The report says while there has been some growth, it hasn't been evenly dispersed throughout the state of California. Coastal Southern California was the only region to show net job increases for the first half of the year.

Economists say that while California's economy will show some growth next year, it won't be generating enough jobs to have a dramatic effect on unemployment. Unemployment is expected to average 12.2 percent for 2010. The national rate is currently 9.6 percent.

The report says that the ports are thriving, with the volume of goods passing through L.A., Long Beach and Oakland steadily increasing over the past three months. Exports through LAX have seen similar increases.

And while retail spending is up, the increase amounted to just half a percentage point. The once-bustling shopping areas have quieted, as consumers keep a tight grip on their money.

"I've really got to spend wisely right now. I've felt the hit everywhere," said Ryan Warner of Los angeles.

One result of cautious spending can be seen on Melrose Avenue, where there's a lot of "For lease" signs seen in front of stores.

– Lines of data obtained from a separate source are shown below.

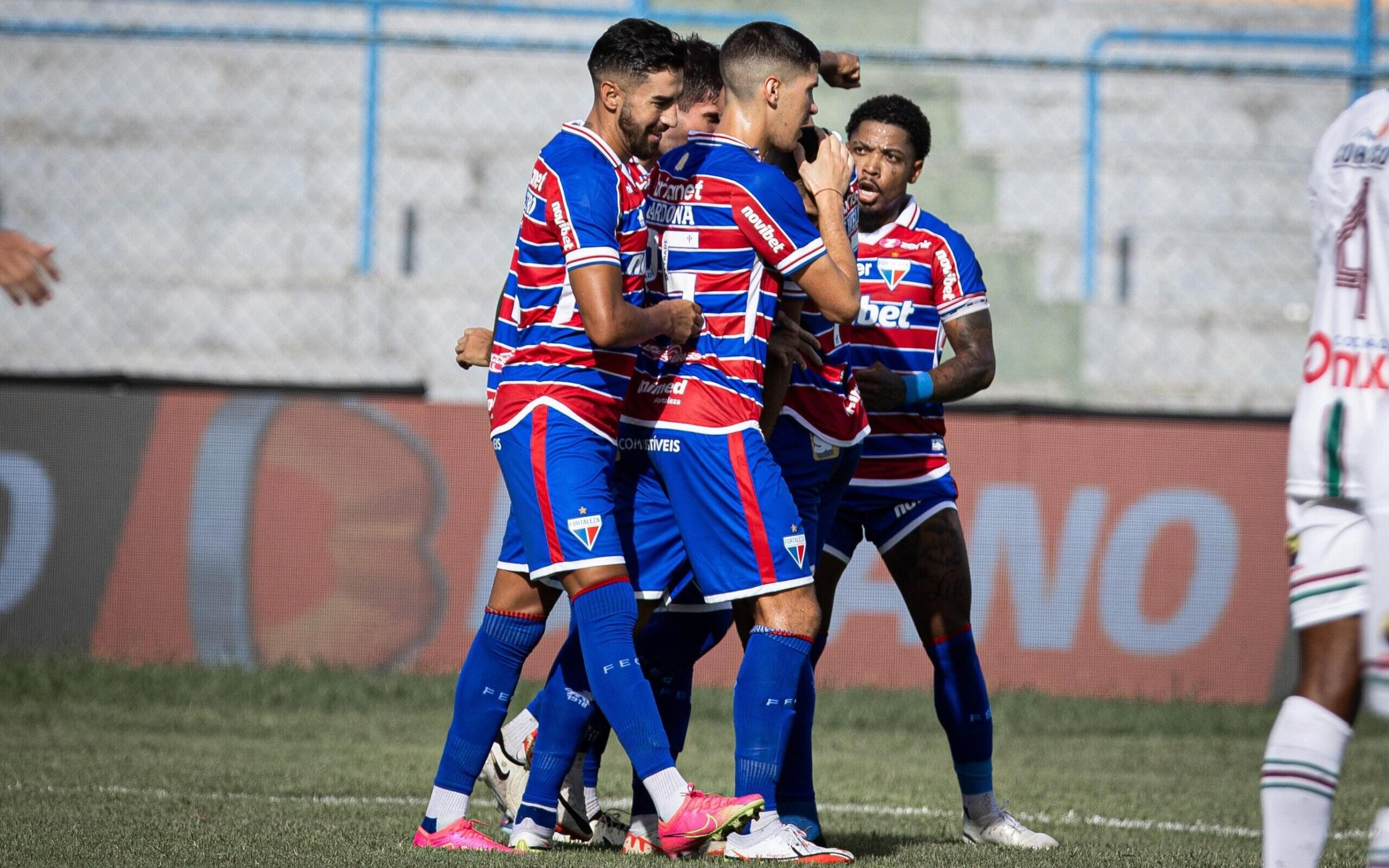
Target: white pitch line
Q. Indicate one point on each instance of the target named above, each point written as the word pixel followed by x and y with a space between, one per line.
pixel 1070 818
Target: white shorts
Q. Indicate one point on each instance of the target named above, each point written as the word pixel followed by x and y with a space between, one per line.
pixel 1376 625
pixel 1328 553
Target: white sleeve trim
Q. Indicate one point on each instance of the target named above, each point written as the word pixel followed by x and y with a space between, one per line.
pixel 964 305
pixel 592 256
pixel 802 258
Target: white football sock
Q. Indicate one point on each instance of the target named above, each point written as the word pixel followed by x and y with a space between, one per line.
pixel 1302 767
pixel 516 731
pixel 446 807
pixel 667 790
pixel 645 825
pixel 1380 841
pixel 764 821
pixel 981 809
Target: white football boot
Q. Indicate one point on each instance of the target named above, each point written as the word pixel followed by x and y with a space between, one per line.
pixel 506 777
pixel 609 830
pixel 782 843
pixel 530 837
pixel 642 838
pixel 1005 831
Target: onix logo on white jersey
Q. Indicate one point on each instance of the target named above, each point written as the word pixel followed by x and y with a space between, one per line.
pixel 885 314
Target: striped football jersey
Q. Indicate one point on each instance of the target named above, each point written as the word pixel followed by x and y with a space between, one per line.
pixel 582 208
pixel 916 274
pixel 726 231
pixel 1346 363
pixel 825 398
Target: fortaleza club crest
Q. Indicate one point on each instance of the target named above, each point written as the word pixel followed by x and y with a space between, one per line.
pixel 797 546
pixel 587 528
pixel 894 271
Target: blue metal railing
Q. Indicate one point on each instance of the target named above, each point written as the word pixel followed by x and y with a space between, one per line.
pixel 1363 45
pixel 1362 73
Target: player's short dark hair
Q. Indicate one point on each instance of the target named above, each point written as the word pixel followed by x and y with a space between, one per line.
pixel 703 82
pixel 635 48
pixel 898 112
pixel 760 48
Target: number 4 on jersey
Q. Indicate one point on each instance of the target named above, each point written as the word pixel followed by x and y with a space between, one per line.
pixel 1354 277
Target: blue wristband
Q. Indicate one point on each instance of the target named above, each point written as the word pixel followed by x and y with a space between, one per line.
pixel 919 388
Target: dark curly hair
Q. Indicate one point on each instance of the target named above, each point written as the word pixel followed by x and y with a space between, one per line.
pixel 759 48
pixel 637 48
pixel 898 112
pixel 703 82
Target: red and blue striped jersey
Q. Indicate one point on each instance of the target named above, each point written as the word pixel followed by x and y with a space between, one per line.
pixel 504 341
pixel 916 274
pixel 825 398
pixel 726 231
pixel 582 208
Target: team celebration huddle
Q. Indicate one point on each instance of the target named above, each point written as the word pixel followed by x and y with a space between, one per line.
pixel 714 370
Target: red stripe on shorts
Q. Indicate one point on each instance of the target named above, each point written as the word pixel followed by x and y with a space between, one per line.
pixel 752 512
pixel 542 484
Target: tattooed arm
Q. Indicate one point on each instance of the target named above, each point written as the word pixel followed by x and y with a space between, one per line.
pixel 967 373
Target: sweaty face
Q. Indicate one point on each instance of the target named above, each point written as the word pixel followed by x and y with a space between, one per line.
pixel 887 165
pixel 648 112
pixel 701 117
pixel 794 110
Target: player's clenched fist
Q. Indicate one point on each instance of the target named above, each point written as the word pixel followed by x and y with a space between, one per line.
pixel 881 388
pixel 685 320
pixel 831 170
pixel 474 349
pixel 23 266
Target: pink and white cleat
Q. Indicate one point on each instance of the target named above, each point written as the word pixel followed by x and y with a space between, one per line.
pixel 705 817
pixel 459 835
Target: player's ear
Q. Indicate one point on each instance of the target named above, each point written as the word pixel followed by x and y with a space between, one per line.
pixel 772 91
pixel 610 95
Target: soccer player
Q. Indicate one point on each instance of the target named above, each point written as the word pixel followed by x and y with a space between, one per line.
pixel 24 266
pixel 1330 455
pixel 730 230
pixel 578 266
pixel 921 286
pixel 684 630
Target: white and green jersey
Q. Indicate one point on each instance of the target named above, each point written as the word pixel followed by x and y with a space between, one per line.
pixel 1345 371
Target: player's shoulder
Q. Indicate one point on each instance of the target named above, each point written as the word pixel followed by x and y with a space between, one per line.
pixel 578 152
pixel 924 234
pixel 935 227
pixel 1359 138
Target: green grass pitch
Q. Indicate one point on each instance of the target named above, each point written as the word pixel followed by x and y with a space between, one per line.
pixel 173 766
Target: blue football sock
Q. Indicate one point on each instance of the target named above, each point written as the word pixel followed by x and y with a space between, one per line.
pixel 963 709
pixel 595 742
pixel 797 790
pixel 606 617
pixel 487 682
pixel 670 645
pixel 764 703
pixel 566 707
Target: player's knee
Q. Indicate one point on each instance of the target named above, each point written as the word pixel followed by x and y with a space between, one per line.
pixel 1330 667
pixel 513 593
pixel 795 612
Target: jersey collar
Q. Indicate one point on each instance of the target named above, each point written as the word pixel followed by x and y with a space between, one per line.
pixel 717 138
pixel 906 218
pixel 596 141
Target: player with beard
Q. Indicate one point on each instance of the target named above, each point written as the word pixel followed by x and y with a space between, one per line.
pixel 920 278
pixel 577 270
pixel 731 230
pixel 683 631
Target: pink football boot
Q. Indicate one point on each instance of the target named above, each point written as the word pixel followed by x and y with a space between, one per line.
pixel 459 835
pixel 705 817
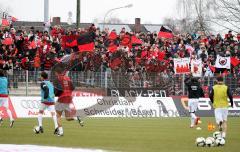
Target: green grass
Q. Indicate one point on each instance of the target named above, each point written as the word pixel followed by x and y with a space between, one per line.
pixel 116 134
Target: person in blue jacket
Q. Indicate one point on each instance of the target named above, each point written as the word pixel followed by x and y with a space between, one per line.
pixel 47 102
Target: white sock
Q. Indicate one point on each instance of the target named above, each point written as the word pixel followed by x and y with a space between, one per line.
pixel 193 117
pixel 224 134
pixel 40 119
pixel 55 121
pixel 60 130
pixel 10 115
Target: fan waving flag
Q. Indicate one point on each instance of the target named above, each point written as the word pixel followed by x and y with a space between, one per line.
pixel 223 62
pixel 234 61
pixel 165 33
pixel 84 42
pixel 196 68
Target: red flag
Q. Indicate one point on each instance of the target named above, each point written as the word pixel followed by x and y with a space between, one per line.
pixel 212 68
pixel 71 44
pixel 136 40
pixel 112 48
pixel 165 35
pixel 144 54
pixel 8 41
pixel 126 40
pixel 32 45
pixel 86 47
pixel 234 61
pixel 5 22
pixel 161 55
pixel 112 35
pixel 115 63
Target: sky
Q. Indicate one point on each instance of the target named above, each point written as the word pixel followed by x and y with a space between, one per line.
pixel 150 11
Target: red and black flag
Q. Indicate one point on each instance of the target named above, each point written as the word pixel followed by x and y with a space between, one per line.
pixel 135 41
pixel 84 42
pixel 116 61
pixel 126 40
pixel 165 33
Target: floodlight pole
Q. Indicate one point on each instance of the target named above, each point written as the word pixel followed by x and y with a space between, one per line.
pixel 113 9
pixel 78 13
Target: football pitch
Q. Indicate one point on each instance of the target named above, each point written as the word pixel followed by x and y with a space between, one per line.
pixel 122 134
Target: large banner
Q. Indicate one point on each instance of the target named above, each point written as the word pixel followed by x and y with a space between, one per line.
pixel 136 92
pixel 205 108
pixel 27 107
pixel 196 68
pixel 223 62
pixel 181 65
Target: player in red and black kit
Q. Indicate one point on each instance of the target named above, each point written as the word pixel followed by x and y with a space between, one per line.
pixel 63 89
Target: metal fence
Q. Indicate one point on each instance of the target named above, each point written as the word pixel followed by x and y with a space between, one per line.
pixel 27 82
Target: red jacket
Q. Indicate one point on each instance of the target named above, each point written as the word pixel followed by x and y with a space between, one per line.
pixel 64 89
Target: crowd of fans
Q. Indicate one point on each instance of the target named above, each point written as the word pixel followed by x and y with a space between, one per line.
pixel 40 50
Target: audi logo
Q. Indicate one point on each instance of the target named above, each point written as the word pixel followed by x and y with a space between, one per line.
pixel 30 104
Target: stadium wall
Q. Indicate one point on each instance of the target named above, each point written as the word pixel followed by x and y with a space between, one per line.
pixel 27 107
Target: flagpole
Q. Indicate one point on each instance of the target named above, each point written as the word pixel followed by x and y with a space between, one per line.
pixel 113 9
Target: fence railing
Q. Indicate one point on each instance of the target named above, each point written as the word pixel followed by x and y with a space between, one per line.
pixel 28 82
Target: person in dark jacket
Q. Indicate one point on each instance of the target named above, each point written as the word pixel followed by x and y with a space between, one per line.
pixel 194 93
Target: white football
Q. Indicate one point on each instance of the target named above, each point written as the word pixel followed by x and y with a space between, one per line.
pixel 217 134
pixel 200 141
pixel 210 141
pixel 220 141
pixel 36 129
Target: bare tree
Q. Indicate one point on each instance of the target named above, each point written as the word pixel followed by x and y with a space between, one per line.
pixel 228 14
pixel 197 12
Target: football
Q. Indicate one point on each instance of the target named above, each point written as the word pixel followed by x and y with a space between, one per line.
pixel 210 141
pixel 200 142
pixel 36 129
pixel 217 134
pixel 220 141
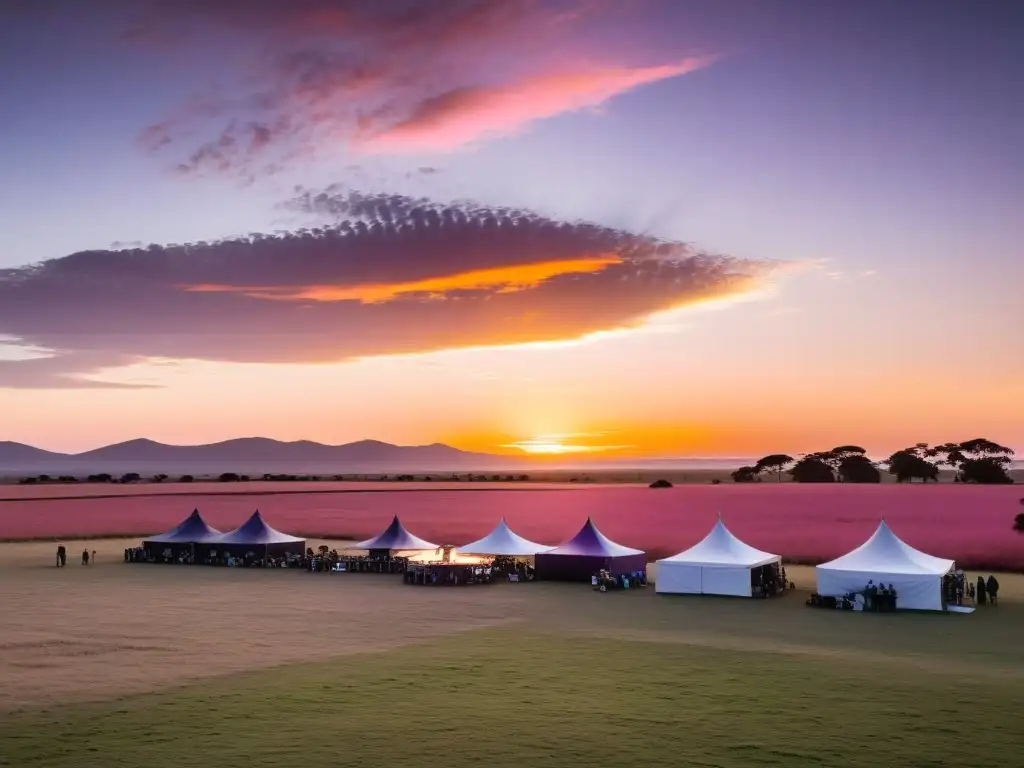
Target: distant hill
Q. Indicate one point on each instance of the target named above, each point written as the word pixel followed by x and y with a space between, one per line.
pixel 250 455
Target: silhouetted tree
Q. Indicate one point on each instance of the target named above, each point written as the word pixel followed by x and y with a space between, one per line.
pixel 909 465
pixel 838 455
pixel 985 462
pixel 812 468
pixel 857 468
pixel 745 474
pixel 948 454
pixel 776 464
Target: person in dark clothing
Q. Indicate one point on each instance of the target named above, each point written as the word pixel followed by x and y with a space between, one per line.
pixel 992 588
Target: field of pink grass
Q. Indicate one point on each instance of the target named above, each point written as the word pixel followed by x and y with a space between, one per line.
pixel 969 523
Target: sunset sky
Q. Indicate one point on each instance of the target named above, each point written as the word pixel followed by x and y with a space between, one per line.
pixel 635 227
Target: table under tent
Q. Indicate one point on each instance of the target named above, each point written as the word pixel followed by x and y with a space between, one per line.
pixel 720 564
pixel 587 553
pixel 885 559
pixel 179 544
pixel 394 539
pixel 381 551
pixel 256 542
pixel 512 553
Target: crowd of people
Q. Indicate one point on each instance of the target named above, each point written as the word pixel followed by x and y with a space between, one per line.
pixel 769 581
pixel 956 587
pixel 449 573
pixel 226 558
pixel 87 557
pixel 327 561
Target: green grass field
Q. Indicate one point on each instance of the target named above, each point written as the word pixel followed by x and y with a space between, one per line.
pixel 501 697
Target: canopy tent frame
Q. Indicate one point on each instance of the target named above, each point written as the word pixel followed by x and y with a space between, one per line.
pixel 885 558
pixel 718 564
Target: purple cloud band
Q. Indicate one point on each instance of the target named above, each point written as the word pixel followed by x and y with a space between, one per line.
pixel 100 309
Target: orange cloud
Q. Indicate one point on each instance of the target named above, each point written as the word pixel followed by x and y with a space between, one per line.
pixel 462 116
pixel 514 278
pixel 503 279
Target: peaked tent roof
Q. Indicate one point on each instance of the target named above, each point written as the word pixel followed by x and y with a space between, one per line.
pixel 887 553
pixel 720 547
pixel 395 537
pixel 190 530
pixel 503 541
pixel 255 530
pixel 592 543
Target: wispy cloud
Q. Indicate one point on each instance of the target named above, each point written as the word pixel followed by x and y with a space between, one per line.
pixel 384 274
pixel 386 76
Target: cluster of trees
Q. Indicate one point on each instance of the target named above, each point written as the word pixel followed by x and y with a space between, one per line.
pixel 977 461
pixel 131 477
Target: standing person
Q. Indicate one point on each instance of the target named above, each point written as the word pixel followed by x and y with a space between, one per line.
pixel 992 588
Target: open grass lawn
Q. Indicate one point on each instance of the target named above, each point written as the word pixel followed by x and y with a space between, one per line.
pixel 505 696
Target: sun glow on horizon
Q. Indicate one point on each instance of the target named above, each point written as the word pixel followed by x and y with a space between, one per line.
pixel 555 444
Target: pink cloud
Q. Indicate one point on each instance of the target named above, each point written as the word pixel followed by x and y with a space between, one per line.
pixel 387 77
pixel 461 117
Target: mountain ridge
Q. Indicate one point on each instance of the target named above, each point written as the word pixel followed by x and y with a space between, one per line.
pixel 249 455
pixel 264 455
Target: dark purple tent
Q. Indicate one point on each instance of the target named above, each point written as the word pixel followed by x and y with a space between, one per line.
pixel 585 554
pixel 394 538
pixel 254 535
pixel 190 530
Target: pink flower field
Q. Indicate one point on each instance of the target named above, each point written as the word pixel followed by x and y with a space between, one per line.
pixel 971 524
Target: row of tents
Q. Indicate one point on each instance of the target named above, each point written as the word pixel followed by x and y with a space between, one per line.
pixel 718 564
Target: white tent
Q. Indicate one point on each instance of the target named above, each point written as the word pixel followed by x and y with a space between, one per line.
pixel 885 558
pixel 718 564
pixel 502 541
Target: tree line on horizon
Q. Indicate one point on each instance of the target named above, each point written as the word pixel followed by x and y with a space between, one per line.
pixel 978 461
pixel 135 477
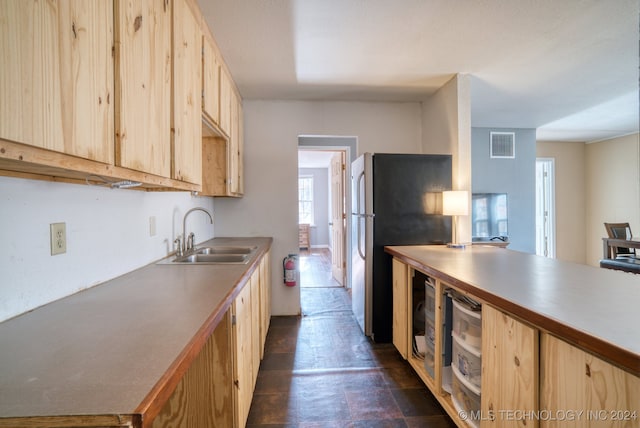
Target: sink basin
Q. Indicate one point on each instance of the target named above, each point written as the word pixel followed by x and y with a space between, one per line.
pixel 215 254
pixel 213 258
pixel 220 249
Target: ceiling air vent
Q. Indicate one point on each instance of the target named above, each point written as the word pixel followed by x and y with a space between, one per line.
pixel 503 145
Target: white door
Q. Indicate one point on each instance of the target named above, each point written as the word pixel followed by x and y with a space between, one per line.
pixel 545 208
pixel 338 218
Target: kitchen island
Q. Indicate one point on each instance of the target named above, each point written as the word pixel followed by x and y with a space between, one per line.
pixel 556 336
pixel 114 355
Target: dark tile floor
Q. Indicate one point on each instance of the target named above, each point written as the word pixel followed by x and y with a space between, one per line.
pixel 319 370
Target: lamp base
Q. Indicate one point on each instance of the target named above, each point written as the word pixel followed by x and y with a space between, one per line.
pixel 458 246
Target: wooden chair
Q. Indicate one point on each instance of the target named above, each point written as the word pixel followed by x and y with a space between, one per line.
pixel 620 231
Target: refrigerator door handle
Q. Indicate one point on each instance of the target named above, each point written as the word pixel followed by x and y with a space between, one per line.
pixel 359 234
pixel 360 214
pixel 358 187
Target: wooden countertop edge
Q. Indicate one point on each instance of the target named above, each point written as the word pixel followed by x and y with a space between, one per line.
pixel 616 355
pixel 155 400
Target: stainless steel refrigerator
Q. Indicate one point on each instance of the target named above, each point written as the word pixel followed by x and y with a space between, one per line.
pixel 396 201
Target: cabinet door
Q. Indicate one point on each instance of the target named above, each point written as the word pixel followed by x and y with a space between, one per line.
pixel 204 396
pixel 255 326
pixel 265 299
pixel 574 380
pixel 210 82
pixel 509 368
pixel 243 354
pixel 56 76
pixel 143 85
pixel 400 307
pixel 234 147
pixel 187 94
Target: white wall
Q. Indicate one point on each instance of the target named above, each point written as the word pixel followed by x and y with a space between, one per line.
pixel 570 197
pixel 516 177
pixel 319 231
pixel 107 236
pixel 446 129
pixel 271 132
pixel 613 189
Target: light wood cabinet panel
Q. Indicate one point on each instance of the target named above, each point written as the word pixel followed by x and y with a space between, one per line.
pixel 143 85
pixel 222 159
pixel 575 380
pixel 56 76
pixel 210 82
pixel 187 94
pixel 235 152
pixel 509 368
pixel 204 396
pixel 226 91
pixel 400 307
pixel 243 355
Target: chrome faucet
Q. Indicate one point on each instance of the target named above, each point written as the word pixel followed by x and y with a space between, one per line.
pixel 188 243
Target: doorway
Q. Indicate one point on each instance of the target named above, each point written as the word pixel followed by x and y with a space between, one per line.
pixel 545 207
pixel 325 265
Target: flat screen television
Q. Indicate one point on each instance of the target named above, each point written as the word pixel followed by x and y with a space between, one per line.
pixel 489 216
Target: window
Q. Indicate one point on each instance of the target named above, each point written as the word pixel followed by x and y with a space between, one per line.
pixel 305 199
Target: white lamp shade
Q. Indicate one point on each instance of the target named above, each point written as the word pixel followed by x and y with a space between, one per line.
pixel 455 202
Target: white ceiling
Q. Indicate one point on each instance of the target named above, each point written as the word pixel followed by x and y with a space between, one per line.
pixel 314 158
pixel 568 68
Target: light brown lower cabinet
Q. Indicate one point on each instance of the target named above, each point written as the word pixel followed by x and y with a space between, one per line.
pixel 217 389
pixel 578 389
pixel 529 377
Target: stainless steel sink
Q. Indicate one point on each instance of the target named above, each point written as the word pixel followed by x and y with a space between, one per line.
pixel 215 254
pixel 220 249
pixel 213 258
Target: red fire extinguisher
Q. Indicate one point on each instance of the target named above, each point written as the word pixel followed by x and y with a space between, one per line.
pixel 290 266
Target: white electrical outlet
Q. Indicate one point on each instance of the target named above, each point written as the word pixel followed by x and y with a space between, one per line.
pixel 152 225
pixel 58 238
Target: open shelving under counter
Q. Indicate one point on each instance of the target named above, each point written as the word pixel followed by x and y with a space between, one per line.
pixel 553 337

Between Fuller and Martel avenues, about one-third of the stores are empty.

To add to that, retail space is half of what it used to sell for. It used to be $5 to $6 a square foot, but now it's $2 to $3 - it's a number not seen on Melrose Avenue for the past 10 years.

"If you're the next person that wants to pour your heart and soul and your savings into a business, Melrose is the place to do it right now," Kennedy said.

But for most, cash flow is low. Real personal income was only forecast to grow half a percentage point this year.

"Is it gonna get any better? You know I really don't know. I guess only time's going to tell," said Mike Zeldis of Hollywood.